К ним, неслышно ступая, из-за спины Тодора подошел Илия, явно подслушивавший и предварительно обдумавший, что сказать и как сказать, потому что с первых же слов он включился в разговор, подделываясь под стиль отца: на нашей маленькой земле, где каждому отмерено свое, судьба не дает подачки два раза подряд; так что если вчера ты был  н е ч т о, а сегодня уже  н и ч т о, то не воображай, что бывшее  н е ч т о  тебе снова поднесут на блюдечке с каемочкой, другое приходит, но приходит не к тому, кто теряет… Молодой хозяин старательно изображал беспечность, веселье, а в глазах светилась наглость… А что, Сивриев ждал иного? Надеялся, что с музыкой будут провожать?

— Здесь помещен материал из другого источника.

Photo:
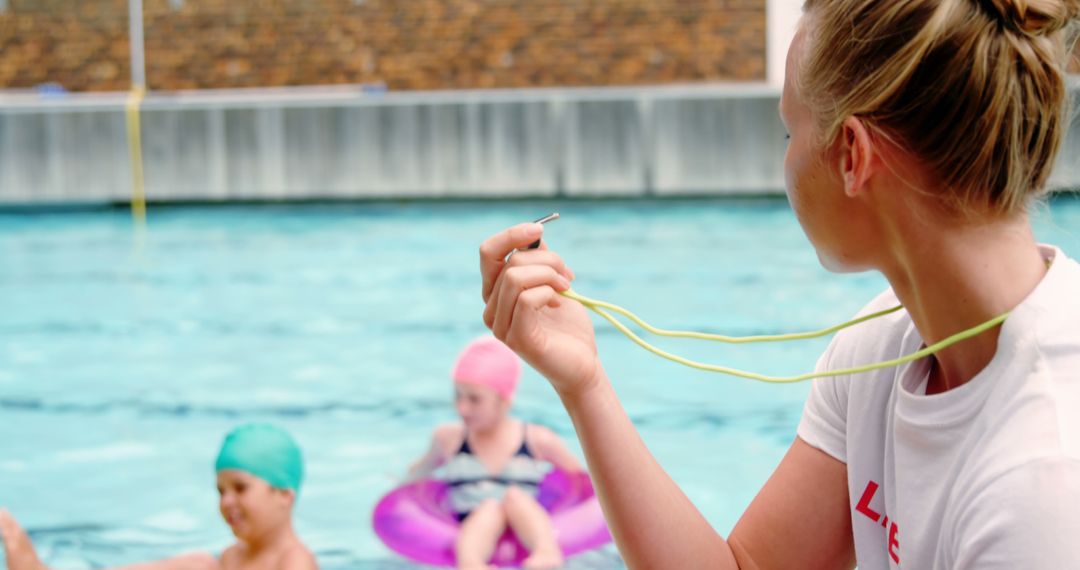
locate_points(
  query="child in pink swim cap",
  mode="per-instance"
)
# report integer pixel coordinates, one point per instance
(495, 462)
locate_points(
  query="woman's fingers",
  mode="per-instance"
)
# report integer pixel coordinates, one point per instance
(528, 301)
(511, 285)
(495, 249)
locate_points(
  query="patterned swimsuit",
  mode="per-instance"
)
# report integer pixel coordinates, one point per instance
(471, 483)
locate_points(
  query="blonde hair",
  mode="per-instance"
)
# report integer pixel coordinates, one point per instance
(975, 89)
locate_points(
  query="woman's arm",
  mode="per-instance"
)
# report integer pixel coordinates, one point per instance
(551, 448)
(799, 519)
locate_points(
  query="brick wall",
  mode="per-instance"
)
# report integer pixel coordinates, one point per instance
(406, 44)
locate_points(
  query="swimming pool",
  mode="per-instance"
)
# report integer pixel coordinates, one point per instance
(123, 361)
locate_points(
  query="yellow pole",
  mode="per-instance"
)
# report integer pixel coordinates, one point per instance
(135, 151)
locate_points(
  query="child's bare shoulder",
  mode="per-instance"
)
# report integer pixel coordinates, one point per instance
(449, 435)
(298, 557)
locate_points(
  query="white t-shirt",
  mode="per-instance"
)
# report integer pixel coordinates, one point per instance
(985, 475)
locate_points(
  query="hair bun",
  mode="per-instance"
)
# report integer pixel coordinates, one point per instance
(1035, 17)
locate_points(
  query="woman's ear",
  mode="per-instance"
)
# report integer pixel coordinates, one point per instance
(855, 155)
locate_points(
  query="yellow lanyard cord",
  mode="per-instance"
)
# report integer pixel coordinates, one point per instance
(598, 308)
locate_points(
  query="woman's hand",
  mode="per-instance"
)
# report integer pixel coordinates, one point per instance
(525, 310)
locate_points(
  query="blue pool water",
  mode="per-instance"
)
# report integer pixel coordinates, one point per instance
(124, 360)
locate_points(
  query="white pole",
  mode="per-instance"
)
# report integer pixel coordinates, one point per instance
(782, 17)
(135, 37)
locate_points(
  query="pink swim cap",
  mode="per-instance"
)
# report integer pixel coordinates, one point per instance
(489, 363)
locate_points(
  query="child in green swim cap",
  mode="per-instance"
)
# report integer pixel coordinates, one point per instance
(259, 470)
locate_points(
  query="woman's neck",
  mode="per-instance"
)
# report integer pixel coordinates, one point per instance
(952, 277)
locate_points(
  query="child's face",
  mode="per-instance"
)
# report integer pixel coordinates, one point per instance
(250, 505)
(478, 406)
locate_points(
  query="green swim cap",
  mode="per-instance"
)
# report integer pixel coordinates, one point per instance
(266, 451)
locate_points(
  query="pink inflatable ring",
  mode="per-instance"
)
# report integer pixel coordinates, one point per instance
(416, 521)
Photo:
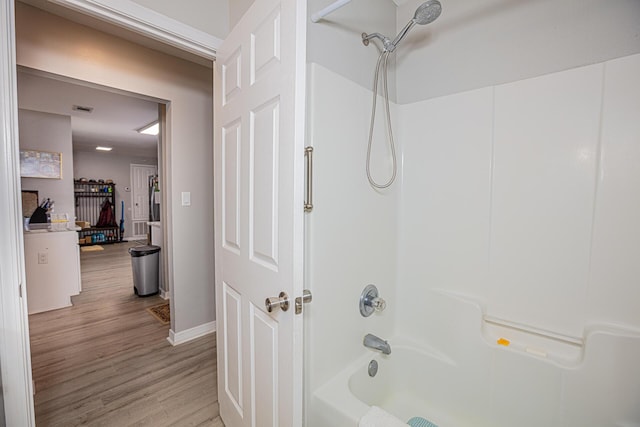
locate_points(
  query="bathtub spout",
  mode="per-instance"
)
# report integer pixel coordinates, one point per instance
(371, 341)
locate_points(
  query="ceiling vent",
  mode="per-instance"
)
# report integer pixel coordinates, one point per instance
(82, 108)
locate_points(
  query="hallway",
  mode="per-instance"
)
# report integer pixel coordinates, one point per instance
(105, 361)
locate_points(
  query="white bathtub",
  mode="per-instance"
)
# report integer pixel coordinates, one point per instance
(470, 381)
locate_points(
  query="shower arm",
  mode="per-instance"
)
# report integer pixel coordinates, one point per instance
(403, 33)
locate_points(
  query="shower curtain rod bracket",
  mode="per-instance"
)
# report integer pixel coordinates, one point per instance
(329, 9)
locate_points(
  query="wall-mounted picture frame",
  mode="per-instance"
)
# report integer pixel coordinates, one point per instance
(40, 164)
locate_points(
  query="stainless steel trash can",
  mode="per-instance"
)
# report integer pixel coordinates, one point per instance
(145, 262)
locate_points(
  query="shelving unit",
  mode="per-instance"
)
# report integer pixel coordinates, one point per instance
(90, 197)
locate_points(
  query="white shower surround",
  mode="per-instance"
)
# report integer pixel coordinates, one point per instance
(523, 198)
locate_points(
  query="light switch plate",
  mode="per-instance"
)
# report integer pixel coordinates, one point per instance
(186, 198)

— С музыкой? Это неплохо, — попробовал он подделаться под злобно-полушутливый тон.

— Вот с такой. — Илия сунул в рот два пальца и пронзительно свистнул.

— И я, поджав хвост…

— А ты как думал? Не зря говорят: не лезь на рожон. А целое село — серьезный рожон, а? Народ — великая сила. Кто сказал? Не помню, а учил когда-то. Я ведь до последнего класса доучился и в слабаках не числился. Но земля потянула…

— И так потянула, что ты устроился учетчиком на ферму, вместо того чтобы пойти в поле.

— Землю я люблю ради благ, которые может извлечь из нее человек, а не ради красот природы.

Да, молодой хозяин точен в своей собственной характеристике и настолько искренен, что ему нельзя не верить. Точность определения Тодор замечал в нем и раньше, в том, как он определяет кратчайший путь к цели, не разбрасываясь на множество средств достижения ее, — прием, который ему откуда-то знаком, хотя сейчас не приходит в голову, у кого еще он наблюдал его. И будто в подтверждение своей мысли, услышал:

— Так чего ж ждешь? Сказал, что подашь в отставку, — подавай!